Mercury rules thinking and perception, processing and disseminating information and all means of communication, commerce, education and transportation. Mercury retrograde periods gives rise to personal misunderstandings, as well as flawed, disrupted, or delayed communications, negotiations and trade glitches and breakdowns with phones, computers, cars, buses and trains.
There are several more paragraphs of generalities mixed with inanities, but I’ll spare you because you get the point.
The retrograde motion of Mercury, or any of the planets for that matter, is an observation that ancient astronomers once had great difficulty explaining. Thanks to real scientists such as Copernicus and Keppler, they discovered the truth about retrograde motions of the planets many centuries ago.

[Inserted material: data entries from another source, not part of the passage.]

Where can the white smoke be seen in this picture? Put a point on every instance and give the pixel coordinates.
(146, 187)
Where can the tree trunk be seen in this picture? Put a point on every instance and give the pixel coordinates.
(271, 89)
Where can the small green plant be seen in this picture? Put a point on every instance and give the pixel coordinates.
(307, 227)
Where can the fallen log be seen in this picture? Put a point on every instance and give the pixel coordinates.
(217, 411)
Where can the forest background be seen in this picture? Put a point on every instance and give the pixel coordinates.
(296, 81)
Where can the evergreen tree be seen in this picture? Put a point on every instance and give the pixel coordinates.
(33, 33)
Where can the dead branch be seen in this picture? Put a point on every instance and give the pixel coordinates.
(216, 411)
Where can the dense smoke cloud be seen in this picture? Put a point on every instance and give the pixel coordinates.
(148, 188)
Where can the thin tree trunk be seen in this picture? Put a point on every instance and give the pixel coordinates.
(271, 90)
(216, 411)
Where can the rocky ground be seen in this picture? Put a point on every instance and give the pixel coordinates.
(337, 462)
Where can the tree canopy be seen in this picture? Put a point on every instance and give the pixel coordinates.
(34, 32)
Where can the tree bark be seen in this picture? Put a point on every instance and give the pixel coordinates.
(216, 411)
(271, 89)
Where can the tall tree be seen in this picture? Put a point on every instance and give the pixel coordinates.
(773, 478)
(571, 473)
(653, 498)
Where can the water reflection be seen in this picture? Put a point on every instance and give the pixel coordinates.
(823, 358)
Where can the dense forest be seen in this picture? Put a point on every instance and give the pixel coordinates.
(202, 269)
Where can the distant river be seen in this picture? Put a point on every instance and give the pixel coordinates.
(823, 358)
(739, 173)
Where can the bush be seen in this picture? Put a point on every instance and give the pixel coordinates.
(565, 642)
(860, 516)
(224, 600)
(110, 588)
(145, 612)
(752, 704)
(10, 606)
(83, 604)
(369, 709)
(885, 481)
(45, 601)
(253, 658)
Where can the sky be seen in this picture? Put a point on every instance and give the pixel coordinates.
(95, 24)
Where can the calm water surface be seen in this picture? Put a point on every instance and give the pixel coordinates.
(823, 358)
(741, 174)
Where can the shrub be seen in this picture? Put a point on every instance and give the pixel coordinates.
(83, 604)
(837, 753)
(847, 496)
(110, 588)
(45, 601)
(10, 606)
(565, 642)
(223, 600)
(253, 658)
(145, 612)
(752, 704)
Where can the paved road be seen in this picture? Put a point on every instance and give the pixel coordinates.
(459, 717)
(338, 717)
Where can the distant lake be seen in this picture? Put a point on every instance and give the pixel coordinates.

Over the course of a single night, a planet will move from East to West across the sky, like any other celestial object near the ecliptic. If observed from one night to the next, however, a planet appears to move from West to East against the background stars most of the time. Occasionally, however, the planet’s motion will appear to reverse direction, and the planet will, for a short time, move from East to West against the background constellations. This link offers a good example of apparent retrograde motion.
But stop and think for a second about someone else, who received the same email that I did, who possibly might either be on the fence about full acceptance of astrology, or they have a willingness to accept it in addition to accepting real science. They might be naturally curious enough to want to learn more about the retrograde motions of Mercury. Chances are they will use internet search engines to try and get more information. If they happen to type in the words “Mercury retrograde” to the search engine, they will find themselves awash in an astrological maelstrom. Here is what they will get depending on their choice of search engine:
The first 10 results of three of the most widely used search engines yields astrology websites, or worse. However, a little perseverance goes a long way. Enter the words “retrograde motion” and the correct references to the scientific explanations of retrograde motions will come up. Interesting how the word “Mercury” triggers a bevy of astrological websites to come up. I guess in this respect, Mercury has been hijacked by the woo crowd. And in a strange way, it sort of makes sense that the astrological website that sends me my weekly email updates describes the Mercury retrograde periods as giving “rise to personal misunderstandings, as well as flawed, disrupted, or delayed communications, glitches, and breakdowns with computers,” amongst other things. Apparently, search engines are no exception to the astrological rules of retrograde motions.